Image courtesy of The Connecticut Department of Wildlife Protection Copywrite 1999

Audio courtesy of Gausig
http://www.uwm.edu/~type/420_Field_Audio/FieldRecordingSamples/CrowRoostGausig.mp3
When I found this track it struck me as a very intimate picture of crows’ social lives. It is rare that one will be close enough to a murder of crows to hear as many and as varied avian voices. It to me is reminiscent of a cocktail party in which a number of the guests have had a few drinks and are on the verge of getting out of hand. The chaotic chorus often lopes as one or the other bird establishes his point the loudest, but never is there more than a moment’s pause in the rhythmic, occasionally chant-like, cackling of these creatures. The picture above suggests the way I first envisioned the scene played out in the clip.
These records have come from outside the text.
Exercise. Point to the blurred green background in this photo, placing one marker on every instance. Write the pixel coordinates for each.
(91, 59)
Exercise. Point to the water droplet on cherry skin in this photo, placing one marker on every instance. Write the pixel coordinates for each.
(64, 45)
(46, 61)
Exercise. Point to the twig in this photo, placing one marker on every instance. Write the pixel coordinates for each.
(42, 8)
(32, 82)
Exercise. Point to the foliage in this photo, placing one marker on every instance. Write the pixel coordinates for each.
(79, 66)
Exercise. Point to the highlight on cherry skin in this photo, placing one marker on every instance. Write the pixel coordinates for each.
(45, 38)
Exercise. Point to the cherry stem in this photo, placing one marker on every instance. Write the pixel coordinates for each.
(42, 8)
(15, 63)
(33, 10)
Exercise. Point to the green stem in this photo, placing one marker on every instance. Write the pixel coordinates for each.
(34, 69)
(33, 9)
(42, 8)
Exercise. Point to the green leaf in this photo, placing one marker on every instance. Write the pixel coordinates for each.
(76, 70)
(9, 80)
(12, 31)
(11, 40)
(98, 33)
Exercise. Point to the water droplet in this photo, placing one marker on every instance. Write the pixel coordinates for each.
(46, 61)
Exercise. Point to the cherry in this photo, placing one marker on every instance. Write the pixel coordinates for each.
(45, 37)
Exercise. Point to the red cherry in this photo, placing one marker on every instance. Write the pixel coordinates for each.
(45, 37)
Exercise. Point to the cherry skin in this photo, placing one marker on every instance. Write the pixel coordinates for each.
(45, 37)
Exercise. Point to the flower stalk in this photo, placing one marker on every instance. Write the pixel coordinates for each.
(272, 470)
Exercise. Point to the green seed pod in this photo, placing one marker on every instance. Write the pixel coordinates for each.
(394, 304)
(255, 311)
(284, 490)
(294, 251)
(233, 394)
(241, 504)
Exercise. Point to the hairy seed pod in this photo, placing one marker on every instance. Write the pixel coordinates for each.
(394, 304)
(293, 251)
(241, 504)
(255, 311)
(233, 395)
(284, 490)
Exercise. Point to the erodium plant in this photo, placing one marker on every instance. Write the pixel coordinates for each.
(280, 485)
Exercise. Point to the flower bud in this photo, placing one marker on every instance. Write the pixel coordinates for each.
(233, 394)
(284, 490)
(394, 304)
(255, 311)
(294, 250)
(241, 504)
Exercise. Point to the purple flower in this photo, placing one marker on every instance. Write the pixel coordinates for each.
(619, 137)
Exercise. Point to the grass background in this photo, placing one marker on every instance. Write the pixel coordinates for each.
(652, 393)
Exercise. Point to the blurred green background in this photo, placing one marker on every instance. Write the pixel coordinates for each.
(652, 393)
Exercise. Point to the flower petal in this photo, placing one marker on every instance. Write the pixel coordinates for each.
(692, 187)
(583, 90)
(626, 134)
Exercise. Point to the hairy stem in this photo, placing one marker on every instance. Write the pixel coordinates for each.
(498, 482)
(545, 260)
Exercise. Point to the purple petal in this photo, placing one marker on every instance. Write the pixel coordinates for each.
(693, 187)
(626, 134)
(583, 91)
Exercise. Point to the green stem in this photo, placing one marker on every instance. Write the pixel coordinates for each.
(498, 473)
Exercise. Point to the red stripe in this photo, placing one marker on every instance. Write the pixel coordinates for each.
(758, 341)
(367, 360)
Although later, as I repeated the track over and over, it became a symphony of horned echoes that reverberating in my daydreaming mind. The sound seems most aptly described as ripples, a la Fantasia, pulsating and gyrating as each crow gradually adjusts the volume, pace, and timbre of his intonation. To add to the overt cacophony one will find the sound of the birds’ short flights from branch to branch as they vie for position in this indecipherable conversation.